Londra Quest'accordo non s'ha da fare, parola del Parlamento britannico. Le sconfitte iniziano a pesare anche sul volto della resiliente Theresa May che iera sera si è vista bocciare per la seconda volta, 391 voti contro 242 (ne sono mancati 149), l'accordo sottoscritto con l'Unione Europea nonostante le due aggiunte, «legalmente vincolanti» sul backstop, concordate all'ultimo minuto. «Mi spiace profondamente - ha detto la premier afona, provata dalla maratona negoziale -. Domani (oggi, ndr) si vota sul no deal. I deputati devono decidere se vogliono la revoca dell'Articolo 50 oppure un secondo referendum». Corbyn le risponde: «La Camera deve mettersi insieme attorno a una proposta. Noi porteremo avanti il nostro progetto. Ma dovremmo avere elezioni generali».
Forse la notte prima, quando in tutta fretta era ripartita per Strasburgo, la premier sperava veramente di riportare a casa cambiamenti che le avrebbero consentito di convincere anche i più scettici della bontà del suo accordo. Alle undici di sera lei e il presidente Jean-Claude Juncker si erano presentati ai giornalisti per spiegare quelle nuove condizioni che garantivano al Regno Unito di non rimanere intrappolato a vita nella situazione di backstop. L'entusiasmo di May e Juncker non è stato tuttavia condiviso. Ieri pomeriggio, fuori dal Parlamento le bandiere blu a stelle dell'Unione Europea erano tante, nonostante gli scrosci di pioggia. All'interno una premier stanchissima, inappuntabile nel tailleur rosso fuoco, la voce arrochita dalle ore di discussione degli ultimi giorni, ha invitato il Parlamento a sostenerla, a meno che non si voglia del tutto rinunciare alla Brexit. «Questo è il momento di votare compatti e provare al di sopra di ogni dubbio che la democrazia viene prima dei partiti, delle fazioni e delle ambizioni personali ha detto May mentre il marito Philip l'ascoltava nella galleria destinata al pubblico Non possiamo servire il nostro Paese ribaltando una decisione presa democraticamente dal nostro popolo. E se stasera questa mozione non passa, la Brexit rischia di essere completamente perduta». Una frase che non è bastata a persuadere i critici dell'accordo, una fronda trasversale che va dai laburisti, ai dissidenti conservatori fino ai Democratici Unionisti e ai Liberaldemocratici.

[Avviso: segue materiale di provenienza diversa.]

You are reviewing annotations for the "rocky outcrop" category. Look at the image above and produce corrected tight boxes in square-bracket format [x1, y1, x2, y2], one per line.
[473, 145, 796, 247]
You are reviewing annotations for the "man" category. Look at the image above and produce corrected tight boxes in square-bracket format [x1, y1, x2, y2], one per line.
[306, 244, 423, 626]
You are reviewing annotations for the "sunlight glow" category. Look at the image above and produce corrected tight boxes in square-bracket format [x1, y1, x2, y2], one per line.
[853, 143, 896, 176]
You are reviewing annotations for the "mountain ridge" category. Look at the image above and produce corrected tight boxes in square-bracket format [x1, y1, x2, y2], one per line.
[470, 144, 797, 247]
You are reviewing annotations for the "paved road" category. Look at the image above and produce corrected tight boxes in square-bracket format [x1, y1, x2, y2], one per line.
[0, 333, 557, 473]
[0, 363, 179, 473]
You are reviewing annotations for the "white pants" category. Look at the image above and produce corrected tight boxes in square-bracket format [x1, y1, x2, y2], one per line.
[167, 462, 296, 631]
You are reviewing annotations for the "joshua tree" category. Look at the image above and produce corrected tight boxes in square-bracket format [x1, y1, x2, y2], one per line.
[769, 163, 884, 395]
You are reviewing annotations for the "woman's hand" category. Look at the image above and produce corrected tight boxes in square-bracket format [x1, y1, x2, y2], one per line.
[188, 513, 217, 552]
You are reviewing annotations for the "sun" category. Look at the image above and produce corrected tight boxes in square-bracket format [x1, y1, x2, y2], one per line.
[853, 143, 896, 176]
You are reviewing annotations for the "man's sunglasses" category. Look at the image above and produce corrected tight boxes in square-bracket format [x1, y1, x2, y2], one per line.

Una grande responsabilità nella sconfitta l'ha certamente avuta il parere legale del Procuratore Generale Jeremy Cox che, per la seconda volta, ha dichiarato le due aggiunte all'accordo legalmente non sufficienti a evitare che il backstop diventi una situazione stabile e duratura. «Dopo tre mesi, non una singola parola dell'accordo è cambiata ha dichiarato anche il leader laburista Corbyn è lo stesso pessimo accordo bocciato in gennaio e che mette a rischio la qualità di vita della gente, i posti di lavoro e il servizio sanitario nazionale. Nel frattempo su twitter il negoziatore europeo per la Brexit Michael Barnier sottolineava che, in assenza di accordi, la Gran Bretagna non potrà beneficiare di quel periodo di transizione stabilito dal 29 marzo fino al 31 dicembre 2020. Si andrebbe quindi incontro a una hard Brexit, un'uscita disordinata dall'Europa senza paracadute.

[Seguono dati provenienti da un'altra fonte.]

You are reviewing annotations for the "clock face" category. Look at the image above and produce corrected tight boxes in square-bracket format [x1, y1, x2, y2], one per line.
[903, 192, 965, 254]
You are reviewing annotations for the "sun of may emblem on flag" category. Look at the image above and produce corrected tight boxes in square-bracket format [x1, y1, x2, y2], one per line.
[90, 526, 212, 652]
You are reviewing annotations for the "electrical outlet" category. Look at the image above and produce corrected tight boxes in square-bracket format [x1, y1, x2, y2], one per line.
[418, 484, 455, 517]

Un concetto ribadito subito dopo la bocciatura: «I nostri preparativi per il no-deal sono più importanti che mai», ha insistito Barnier, pur ammettendo che «la Ue è pronta a valutare una richiesta ragionata di rinvio».In tempi normali dopo una serie di sconfitte così cocenti, qualsiasi primo ministro sarebbe costretto a dimettersi. Ma questi non sono tempi normali e nessuno in questo momento vuole davvero il posto della signora May.